The best hope against the blight is through the breeding program, rather than fungicides and other chemicals, says Garrison. “They tried to cut every chestnut tree and they thought it would stop migration of the blight, but it didn’t.”
“We think the answer is in developing a resistance,” he says. And while the foundation is moving forward with caution, it is hopeful about restoration.
“We think it won’t be long before we are ready to start restoring them in the forest.”
The Kentucky chapter has planted about 1,000 trees in controlled settings over the past year.

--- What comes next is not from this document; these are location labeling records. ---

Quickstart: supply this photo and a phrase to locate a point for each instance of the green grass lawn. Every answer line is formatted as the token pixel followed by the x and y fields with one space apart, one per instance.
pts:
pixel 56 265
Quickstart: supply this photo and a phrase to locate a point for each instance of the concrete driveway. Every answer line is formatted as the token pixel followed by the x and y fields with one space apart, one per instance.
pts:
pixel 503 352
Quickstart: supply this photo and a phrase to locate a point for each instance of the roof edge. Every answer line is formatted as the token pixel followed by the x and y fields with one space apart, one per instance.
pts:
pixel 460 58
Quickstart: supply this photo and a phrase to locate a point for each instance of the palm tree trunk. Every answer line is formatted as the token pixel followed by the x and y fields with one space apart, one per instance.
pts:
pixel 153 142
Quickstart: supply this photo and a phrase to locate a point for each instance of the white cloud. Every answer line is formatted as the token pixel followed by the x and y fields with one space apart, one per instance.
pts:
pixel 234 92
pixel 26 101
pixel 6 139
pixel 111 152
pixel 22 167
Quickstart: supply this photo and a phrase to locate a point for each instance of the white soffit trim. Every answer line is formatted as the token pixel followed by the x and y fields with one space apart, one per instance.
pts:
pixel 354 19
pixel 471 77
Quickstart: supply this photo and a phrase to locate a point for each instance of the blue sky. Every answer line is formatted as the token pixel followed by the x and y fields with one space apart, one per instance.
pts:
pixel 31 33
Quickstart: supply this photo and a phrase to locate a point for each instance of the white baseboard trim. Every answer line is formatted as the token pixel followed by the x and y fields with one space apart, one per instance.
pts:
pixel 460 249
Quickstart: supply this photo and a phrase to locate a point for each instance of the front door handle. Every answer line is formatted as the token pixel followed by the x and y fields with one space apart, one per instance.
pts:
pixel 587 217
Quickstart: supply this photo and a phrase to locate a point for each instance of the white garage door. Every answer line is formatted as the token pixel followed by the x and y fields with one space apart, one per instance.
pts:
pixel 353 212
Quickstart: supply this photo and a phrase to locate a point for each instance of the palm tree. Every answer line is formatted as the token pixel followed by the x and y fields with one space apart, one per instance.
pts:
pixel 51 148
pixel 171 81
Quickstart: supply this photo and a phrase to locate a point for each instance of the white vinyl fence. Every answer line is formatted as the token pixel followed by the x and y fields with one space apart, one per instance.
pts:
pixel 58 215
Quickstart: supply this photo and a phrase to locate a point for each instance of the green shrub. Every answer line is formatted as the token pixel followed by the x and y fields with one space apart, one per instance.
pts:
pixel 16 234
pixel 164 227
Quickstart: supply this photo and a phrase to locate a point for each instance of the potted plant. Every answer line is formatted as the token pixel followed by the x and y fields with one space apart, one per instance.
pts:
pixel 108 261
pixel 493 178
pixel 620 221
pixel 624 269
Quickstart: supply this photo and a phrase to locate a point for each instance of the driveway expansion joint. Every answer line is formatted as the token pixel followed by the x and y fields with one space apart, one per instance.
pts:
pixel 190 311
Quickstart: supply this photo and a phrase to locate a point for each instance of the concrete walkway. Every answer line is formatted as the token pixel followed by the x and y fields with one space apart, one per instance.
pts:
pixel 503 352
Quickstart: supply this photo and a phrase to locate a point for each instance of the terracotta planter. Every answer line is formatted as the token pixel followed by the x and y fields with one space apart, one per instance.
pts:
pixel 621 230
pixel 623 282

The planting at the Lincoln birthplace can help educate generations that were born long after the blight virtually wiped out the American chestnut population. The effort has both historic and ecological lessons, Garrison says.
In their heyday, chestnuts could live up to 300 years. Some reached 120 feet and they were opportunistic mainstays in the forest canopy.
Of course, there will be setbacks along the way, as some chestnuts succumb to the blight. But the breeding program will produce thousands of hardy trees that will thrive.
Kirkland says the hope is that 50 years from now, the American chestnut will be restored to the forest – “that it is a common tree people talk about, interact with and use in their daily lives.”